I first told you about my Dad's cancer here, about fourteen months ago. Well it's been a long old fourteen months, full of drama, pain, happiness and sadness. Not to mention drugs, wheelchairs, chemotherapy and tears.
And yesterday we were told by the Doctor that he's in full remission. It feels weird, in a good way. For the first time I can actually feel some tears coming to my eyes since hearing the news. I'm at work, it's 7.45 AM, so I need to man up a bit before staff begin to arrive.
"In full remission" is as good as things will be with Cancer. I don't think a patient will ever be told that they're completely cured as there's always the potential that there will be Cancer cells in the body, but this phrase, the three words, are the grail.
There wasn't a big fanfare, no grand announcement from the Doctor with a cake presented or anything like that. In fact we had to pretty much lever the information out of her. The Royal Marsden, the Cancer unit where my Dad has been / is being treated is totally fantastic. It has reinforced my belief and commitment to state healthcare, not that I ever doubted it. Why so many Americans are opposed to it is beyond me.
But one thing that has been a test is the way in which we've seen such a variety of Doctors. All of them would get full marks for effort, it's just hard when there isn't one continuous line, when often the Doctor has to sit there in the appointment and read through the history to "catch up".
I wonder how others deal with similar situations to this. I must admit I have pangs of guilt. I mean I want my Dad to live as long as possible but I know we're lucky compared to many. I'm forty six and both my parents are still alive. Totally mental but alive. I know so many people who have lost one of both parents at a much younger age and, from going to the Royal Marsden so often now, I've also seen many other Cancer patients who I know may not be as lucky as us.
I guess it's not about scarcity is it?
It's not really that my Dad has won this round at the expense of someone else.

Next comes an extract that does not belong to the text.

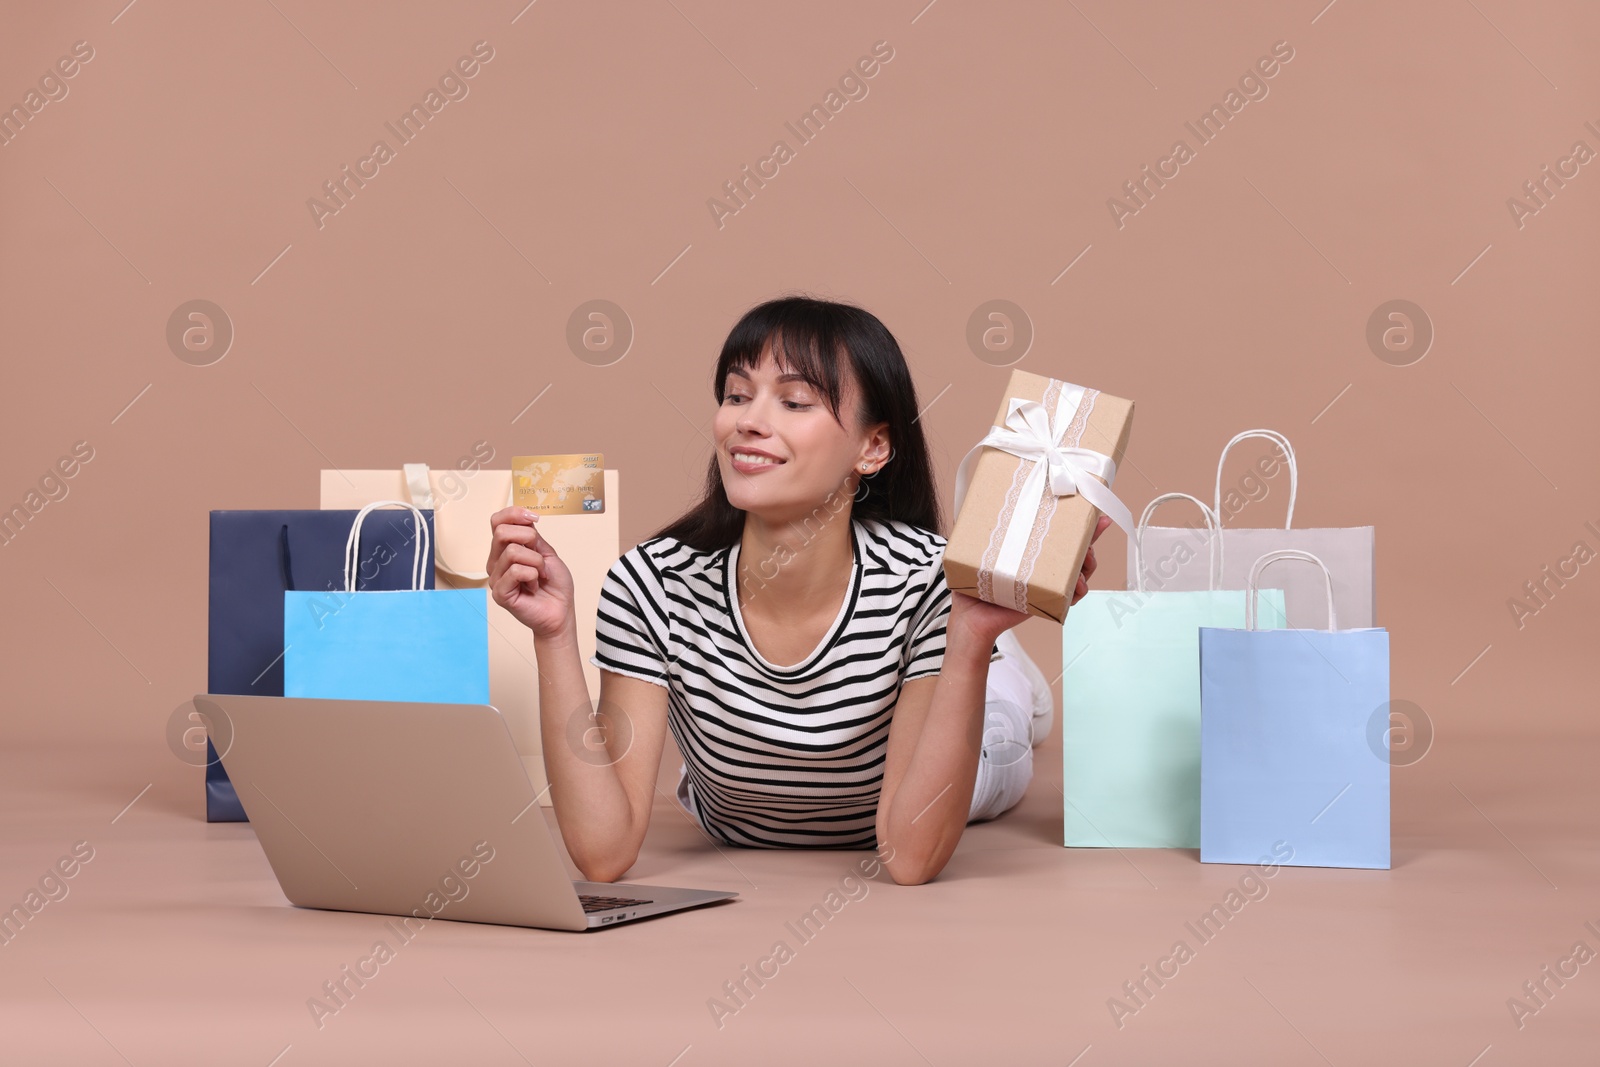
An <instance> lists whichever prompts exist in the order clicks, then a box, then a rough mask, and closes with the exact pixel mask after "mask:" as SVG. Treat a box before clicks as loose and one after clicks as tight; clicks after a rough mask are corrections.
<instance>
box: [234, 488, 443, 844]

I can't believe the shift in mindset. Last Christmas we had a big family one with all of us sitting there in party hats silently wondering if there'd be another. Now they're planning their next trip to the motherland, albeit a little more sedate and conservative than usual. He played his first game of snooker the other day. He used to play at least once a week before the Cancer struck and this was his first game since. Word on the street is that it was hard work, but it's so positive.
So well, there we are. It's all good and I thought I'd share it, just in case you're not one of my Facebook friends.
Thank you sincerely for the support, kind words, prayers and thoughts.